1) Executive Share Option Scheme:
This is a performance based scheme by which managers can buy the shares of the
company in the future date where the prices are determined now. This scheme
inspire the mangers to work in such way that will push up the price of shares
at future time. When the mangers works to rise the share price, it increase the
company performance that may result a high profit for the company which is main
goal of the shareholders. But this scheme may not be beneficial for the
company.
2) Performance shares:
A kind of shares given to the managers that are connected with the company
performance and the performance of the company depends on the earning per
shares, return on capital, return on equity. When the EPS, ROE increase the
price of the performance shares increase. These kind of shares motivate the
managers to work on behalf of the company in order increase their share price.
Furthermore
the conflict of interest can be reduced by taking two extreme position
regarding the top managers of the company.
1) Threat of dismissal:
Companies can threat to the top managers that if the company make a bad
performance they will be cut off. But this process is not very effective for
large companies where the ownership and the management are highly dispersed.

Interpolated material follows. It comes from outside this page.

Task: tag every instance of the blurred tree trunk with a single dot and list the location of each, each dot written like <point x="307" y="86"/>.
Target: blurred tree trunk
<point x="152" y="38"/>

2) Exposure to take-over Bid:
When the performance of the company is bad, and the share is consequently
undervalued it may be exposed to hostile takeover bid. Which may affect the top manager’s jobs. The
tendency of hostile takeover bid motivates by other companies motivates the
managers to take their actions in such way which can maximizes the share price.
4.2 Corporate governance
Companies can reduce the conflict of
interest by establishing good corporate governance within the organization. According
to Dayton (1948) corporate governance as the process, structures and
relationships through which board of directors oversee what the executive do to
achieve the objective of the company. The main objective to have a good
corporate governance to ensure that all the activities of the organization are
in line with the interest of shareholders. A corporate governance do the
following in order to resolve the conflict of interest.
1) It
establish a culture in which Directors will give priority to protect the
shareholders best interest.
2) It
analyzes corporate audit regulations, corporate disclosure framework to improve
the accountability and transparency of companies, compliance to statutory
regulation, best ethical practice, and consumer protection and so on.
3) It
ensures that the audit committee assists the board of directors to make the
financial statements accurate and transparent ensuring compliance with the
legal and regulatory requirements, and the efficiency of the company’s internal
audit functions.
4) It
ensures the creditability of companies, and the existence of managerial system
which promotes creative entrepreneurship.
5) It
increase corporate value by ensuring transparency and efficiency.
6) It
allows the board of directors to observe management activities by implementing
policies.
7) It
ensure the reward of those who provide finance to the Companies.